New York Democrats Advance Plan to Redraw House Maps Before 2028

By Chase Smith
Chase Smith
Chase Smith
Chase is an award-winning journalist. He covers national politics for The Epoch Times. For news tips, send Chase an email at chase.smith@epochtimes.us or connect with him on X.
June 4, 2026Updated: June 4, 2026

New York state’s Democrat-majority Legislature on June 3 gave first passage to a constitutional amendment that would let state lawmakers redraw New York’s congressional maps mid-decade, advancing a proposal that has become part of the national fight over control of the U.S. House.

The state Senate approved the measure, S10637-A, on party lines. All Republicans in both chambers voted against the measure, in a vote of 38–22 in the state Senate and 91–47 in the state Assembly. Lawmakers acted in the final days of the regular legislative session, which ends on June 4.

The amendment would add a new section to Article 3 of the state constitution allowing the Legislature to change one or more congressional districts by law, using the 2020 census, with those lines staying in place until new maps take effect after the 2030 census, the bill text shows. It would also let lawmakers approve maps by a simple majority and draw maps themselves if the state’s Independent Redistricting Commission does not agree on a plan.

The measure strikes language now in the constitution that bars drawing districts “for the purpose of favoring or disfavoring incumbents or other particular candidates or political parties,” and it removes a requirement that districts be “as compact in form as practicable,” according to the text. It keeps provisions barring maps that deny or abridge the voting rights of racial or language minorities, along with requirements that districts hold roughly equal populations and consist of contiguous territory.

State Assembly Speaker Carl Heastie, who sponsored the Assembly version, tied the effort to recent action at the U.S. Supreme Court.

“The recent decision by the U.S. Supreme Court has made it clear that New York State needs to be able to react and respond to protect the voices of New Yorkers,” he said in a statement.

He said amending the constitution would let the state protect its “communities of interest and ensure that the many, diverse voices of the people continue to be heard in Washington.”

In a memorandum supporting the amendment, lawmakers wrote that the current redistricting process has led to “confusion, multi-year litigation, postponed elections, and rushed consideration and adoption of district lines,” and they said the constitution’s existing constraints are out of alignment with federal court rulings.

State Senate Majority Leader Andrea Stewart-Cousins defended the plan in a statement to The Epoch Times before the vote.

“New York cannot afford to stand still,” she said.

She said that the measure “remains firmly rooted in the democratic process, giving New Yorkers themselves the final say at the ballot box.”

State Senate Republicans opposed the amendment. In a statement after the vote, state Senate Republican Leader Robert Ortt said that Democrats “voted to rip up the will of New York voters and hand themselves a pen to gerrymander districts for the Senate, Assembly, and Congress.” He said his conference “will fight this every step of the way, and in 2027 … will make sure every New Yorker knows exactly what they are voting on.”

At a June 1 news conference, state Assembly Minority Leader Ed Ra, a Republican, called the push “a shameful attempt to nullify the will of the voters” and said New York Democrats had pursued mid-decade redistricting before Republican-led states did. State Assemblyman Matt Slater, the ranking Republican on the Assembly Standing Committee on Election Law, said the existing system is “working” and has produced “some of the most competitive congressional districts anywhere in the country.”

New York voters created the Independent Redistricting Commission in 2014 to take map-drawing out of legislators’ hands.
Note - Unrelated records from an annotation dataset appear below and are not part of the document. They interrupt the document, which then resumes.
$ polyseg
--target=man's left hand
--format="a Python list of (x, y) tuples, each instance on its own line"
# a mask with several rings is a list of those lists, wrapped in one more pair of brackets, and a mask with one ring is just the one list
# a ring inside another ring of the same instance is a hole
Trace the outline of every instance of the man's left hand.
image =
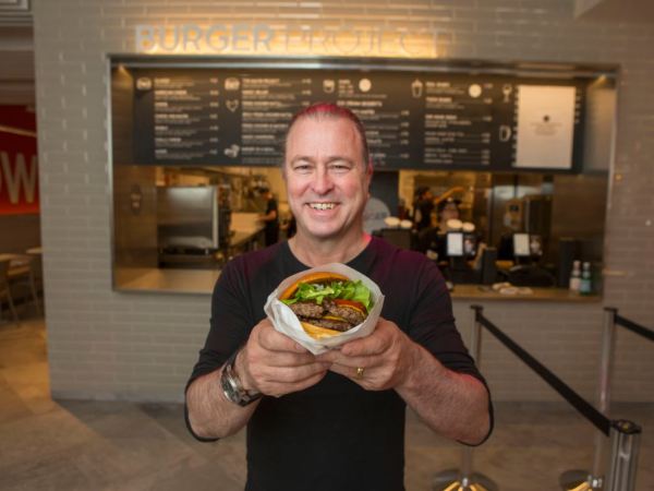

After the commission deadlocked following the 2020 census, Democrats in the Legislature drew their own maps; in 2022, the state’s highest court rejected those maps as an unconstitutional partisan gerrymander, and a court-appointed special master drew the lines used since. Voters rejected a separate Democratic measure to change the redistricting rules in 2021.

The New York effort follows a wave of mid-decade redistricting that began in Texas last year, when Republicans redrew their congressional map at President Donald Trump’s urging, prompting a counter-redraw by California Democrats. New York Republicans argue that the redistricting push sweeping the nation in the past two years actually began further back in their state and was started by Democrats.

Missouri, North Carolina, Ohio, Virginia, Florida, and Tennessee have since taken up mid-decade efforts. U.S. House Minority Leader Hakeem Jeffries (D-N.Y.) has made the redrawing of New York state’s lines part of his strategy to reclaim the House, and has tapped U.S. Rep. Joe Morelle (D-N.Y.) to coordinate with state officials.

A constitutional amendment in New York state must pass the Legislature in two consecutive sessions and then win approval from voters. Because it would need to pass again after the 2026 elections and reach the ballot in 2027, the earliest it could affect any maps is the 2028 election.